How are these ratings useful? They help identify existing material ESG issues and what the market may be thinking about. At AB, we pay for access to these ratings just as we subscribe to sell-side research or access to consensus estimates. But there are limitations to third-party ESG ratings. That’s why we use them very differently than passive portfolio managers, who use third-party ratings as the basis for building low-cost ESG exchange-traded funds.
Our proprietary research and industry insights are the source of alpha in our investment process—we don’t outsource that research. Because ESG is fundamental to investing, we don’t outsource our ESG views to third-party providers, either. Our proprietary ESG views are a key driver of risk-adjusted returns, so we spend a lot of time developing them in collaboration with experts from AB’s Responsibility team.
Ryan Oden: Sharing our ESG views firmwide is critical, too, and that’s where ESIGHT comes in.

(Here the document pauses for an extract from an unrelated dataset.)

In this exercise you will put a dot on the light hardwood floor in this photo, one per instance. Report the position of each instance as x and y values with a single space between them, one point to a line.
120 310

AB’s cross-asset-class research and engagement tool is a hub for all of our proprietary ESG assessments. [show slide 1] ESIGHT also houses MSCI and Sustainalytics ratings, but they’re only a starting point. The real research power comes from the ESG assessments and engagement insights from AB’s investment teams. Sharing our findings across investment teams amplifies the power of our proprietary ESG insights.
Chris Hogbin: ESIGHT allows our investment teams, whether they sit in equities or fixed income, to instantly access insights from the most recent assessments and engagements conducted by AB’s investment teams. We can integrate these insights into our investment processes, which we believe enables us to deliver the better outcomes our clients expect.
Michelle Dunstan: Integrating ESG involves an enormous effort that goes well beyond what third-party ratings can provide.
Third-party ratings are backward-looking. Analysts wouldn’t look at last year’s earnings to make decisions. You have to understand how earnings and cash flows are evolving, how fast revenue and margins are growing, the future risks to a company. That’s true for ESG factors, too. Understanding a firm’s strategies, actions and future direction requires active research and engagement.
Third-party research often relies on web-scraping tools alone or is limited to company disclosures. So, they’re based on what a company says, not what it does. Analysts must understand what‘s actually going on at a company—and where it will be in one year, three years, five years.
Also, third-party research agencies distill their analysis into a single letter grade or rating, even though ESG risks are diverse. A company that scores very low on environmental issues may have an amazing social score. If the “E” and “S” combine to a neutral score, it obscures the underlying reality. Our analysts need to understand the nuances in ESG risks one-by-one.